Our pawnshop is a lot like:
- a Fine Jewelry store,
- an Estate sale,
- a Gunshop,
- a Video & Music store,
- a dozen Garage sales and
- a Flea market
…all rolled into one.
Pawnshops also play an important role in many communities by providing people with an easy, fast way to borrow small amounts of money.
A pawn shop is a store that offers money, usually a fraction of the value, for a variety of different items. Such stores have existed as far back as Ancient Greece, with differing rules and regulations for how they operate. Normally a person pawns an item at a pawn shop and then has a month or to redeem the item by paying back the money owed. There is an additional charge or pawn shop fee that must be paid prior to getting the item back.
What the pawn shop in modern times cannot do is sell the item before the specified date when a customer can still redeem it. Sometimes the pawn shop offers people an opportunity to merely sell their items, which gives the pawn shop, in most cases, the ability to sell something right away. People who sell instead of pawn their items usually get slightly more money for the sale.
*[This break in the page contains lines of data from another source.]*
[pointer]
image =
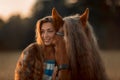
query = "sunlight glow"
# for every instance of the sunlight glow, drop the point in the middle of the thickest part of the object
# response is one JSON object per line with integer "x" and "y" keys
{"x": 11, "y": 7}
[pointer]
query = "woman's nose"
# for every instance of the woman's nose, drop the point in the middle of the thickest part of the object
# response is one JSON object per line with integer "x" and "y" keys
{"x": 46, "y": 34}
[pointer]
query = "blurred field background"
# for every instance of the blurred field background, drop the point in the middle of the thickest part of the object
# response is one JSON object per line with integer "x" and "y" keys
{"x": 17, "y": 29}
{"x": 8, "y": 61}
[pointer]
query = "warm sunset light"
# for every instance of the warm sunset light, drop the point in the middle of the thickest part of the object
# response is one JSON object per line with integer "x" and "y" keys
{"x": 10, "y": 7}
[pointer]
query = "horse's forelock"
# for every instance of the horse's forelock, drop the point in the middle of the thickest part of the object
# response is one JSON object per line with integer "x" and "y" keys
{"x": 77, "y": 45}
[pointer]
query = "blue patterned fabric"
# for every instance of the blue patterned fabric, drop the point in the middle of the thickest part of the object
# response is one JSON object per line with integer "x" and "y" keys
{"x": 48, "y": 69}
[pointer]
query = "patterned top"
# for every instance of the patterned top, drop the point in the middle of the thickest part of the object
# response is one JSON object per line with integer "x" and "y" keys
{"x": 48, "y": 69}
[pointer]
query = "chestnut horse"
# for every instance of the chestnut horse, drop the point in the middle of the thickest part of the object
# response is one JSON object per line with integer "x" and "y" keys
{"x": 77, "y": 52}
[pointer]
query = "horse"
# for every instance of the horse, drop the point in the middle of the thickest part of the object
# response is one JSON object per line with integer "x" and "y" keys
{"x": 76, "y": 49}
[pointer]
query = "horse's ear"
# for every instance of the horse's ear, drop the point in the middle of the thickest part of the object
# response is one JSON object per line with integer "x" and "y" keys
{"x": 58, "y": 21}
{"x": 84, "y": 17}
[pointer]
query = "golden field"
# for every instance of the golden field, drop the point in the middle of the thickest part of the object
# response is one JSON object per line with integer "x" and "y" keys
{"x": 8, "y": 62}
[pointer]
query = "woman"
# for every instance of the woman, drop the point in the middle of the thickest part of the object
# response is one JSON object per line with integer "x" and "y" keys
{"x": 37, "y": 61}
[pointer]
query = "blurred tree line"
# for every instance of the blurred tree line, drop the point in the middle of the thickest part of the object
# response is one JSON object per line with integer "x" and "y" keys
{"x": 17, "y": 33}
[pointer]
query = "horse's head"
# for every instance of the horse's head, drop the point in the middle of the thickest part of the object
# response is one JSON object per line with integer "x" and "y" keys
{"x": 63, "y": 56}
{"x": 76, "y": 47}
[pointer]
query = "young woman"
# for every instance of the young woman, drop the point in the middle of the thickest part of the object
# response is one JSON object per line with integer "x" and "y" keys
{"x": 37, "y": 61}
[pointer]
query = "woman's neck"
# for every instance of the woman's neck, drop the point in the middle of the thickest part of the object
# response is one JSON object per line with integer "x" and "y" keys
{"x": 49, "y": 53}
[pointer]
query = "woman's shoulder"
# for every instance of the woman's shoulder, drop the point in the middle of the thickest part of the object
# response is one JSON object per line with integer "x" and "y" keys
{"x": 32, "y": 48}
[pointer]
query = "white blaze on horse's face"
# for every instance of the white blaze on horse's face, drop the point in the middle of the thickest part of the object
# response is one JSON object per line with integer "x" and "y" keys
{"x": 47, "y": 33}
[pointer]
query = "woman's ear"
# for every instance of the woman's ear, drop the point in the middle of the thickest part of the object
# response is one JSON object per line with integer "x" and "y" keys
{"x": 58, "y": 21}
{"x": 84, "y": 17}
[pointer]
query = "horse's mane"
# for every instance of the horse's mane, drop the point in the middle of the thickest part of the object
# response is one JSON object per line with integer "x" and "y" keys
{"x": 83, "y": 50}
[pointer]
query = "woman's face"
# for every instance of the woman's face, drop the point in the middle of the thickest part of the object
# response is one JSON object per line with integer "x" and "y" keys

Still, the pawn shop usually offers below market rates for anything that is pawned. This is because it can: many people who must pawn something and can’t wait to sell it at market value are in desperate need of the money. Further, every purchase is a venture. The pawn shop might end up with an item they can’t sell or don’t sell for the price they want. Therefore, the lower than market value price may offset money lost on items that never sell, and also help to support the pawn shop staying in business.
In the US, there are strict rules regarding the running of pawn shops, the length of time a pawn broker must wait to sell an item, and sometimes even the percentage of the market value at which an item can be pawned. Pawnshops and pawnbroking have been around a long time. The basic idea behind any pawnshop is to loan people money.
Here is how the process works:
- You bring in something you own and give it to the pawnbroker as collateral for a loan (this act is called pawning).
- The pawnbroker loans you money against your item.
- When you repay the loan plus the Storage fee, you get your collateral back.
- If you don’t repay the loan, the pawnbroker keeps the collateral.